“To be reflective means choosing with intention ways of thinking, being, and doing. To be reflective means choosing enrichment around our day’s activities. It means committing oneself to continuous growth as a person and as a professional.” (Barr et al. p 65). When I review this definition from our course text and think about myself individually, I feel good. Looking at how things went in the class (both successes and failures) and how I can improve them is a constant part of my practice. This includes reflective-based action from redesigning a unit to add subtle improvements for the next year, to coming in the day after a lesson and sharing with the class, “Well, yesterday’s science lesson didn’t quite go as I had planned. There are some important learning targets that I want to make sure you are clear on, so we are going to take another crack at it, but in a little different way….”. Stepping back and looking at yourself and your teaching with a constructively critical eye is essential and something I enjoy doing very much.
Taking this reflective practice to a team level is a challenge in my environment because the school I teach in has only one teacher for each multi-age grade level (one 1-2, one 2-3, and one 4-5 (me)). We discuss all of our students together constantly and we treat every students as “all of our students”. This leads to productive team reflective practice regarding classroom management and finding a way to successfully engage or empower students who are struggling with behavior issues. It is much more difficult with curricular issues since we are almost never teaching the same thing (the exception is all-school, multi-age projects, which we do a couple of times per year). I am know all three of us in my small teaching team will be better teachers if we can identify more opportunities to be collaboratively reflective with regards to our “curricular teaching”.
One area I feel very good about is my teaching practice related to writing, and at the same time this is an area I would like to improve. Let me explain: I have been using P.O.W.E.R.S. process as developed by Anita Archer successfully with my students since I began teaching. Over the years, I have developed genre-specific POWERS docs to help the students follow the process no matter what type of writing they are doing. This has been effective because we are always coming back to the same touchstone no matter what we write. I am getting closer, but I would really like to make sure that I have top notch materials to use with the students for the three genres we teach in our district; informational, opinion, and narrative. I want to ensure that my materials have consistent language and that their common-core alignment is solid. As I said, they are close, but these materials are not yet to the “gold standard” I would like them to be. This is a goal I would like to pursue.

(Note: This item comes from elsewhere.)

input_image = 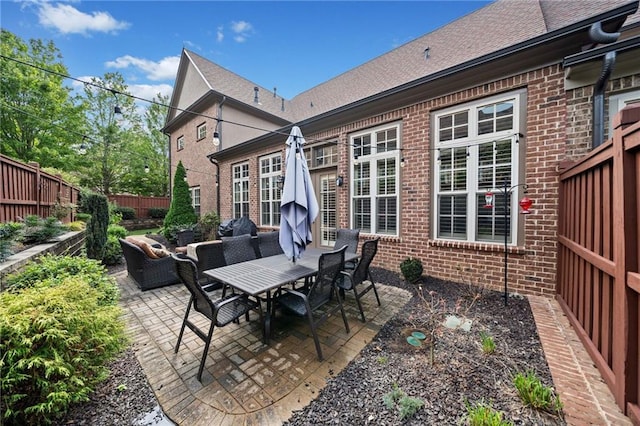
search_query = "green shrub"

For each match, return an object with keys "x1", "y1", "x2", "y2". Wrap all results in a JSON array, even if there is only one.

All of our goals can be filtered through the Danielson Framework. Since our district makes direct use of the Danielson Framework for self-assessments, observation reviews, annual goal setting, and our final performance review (completed by our administrator), this framework is a very familiar tool to me. I feel like I have a solid understanding of the four major domains, and the 22 components under those domains that can be use to evaluate and reflect on effective teaching practice.
York-Barr, J., Sommers, W. A., Ghere, G. S., & Montie, J. (2006). Reflective Practice to Improve Schools: An Action Guide For Teachers (Second ed.). Thousand Oaks, CA: Corwin Press.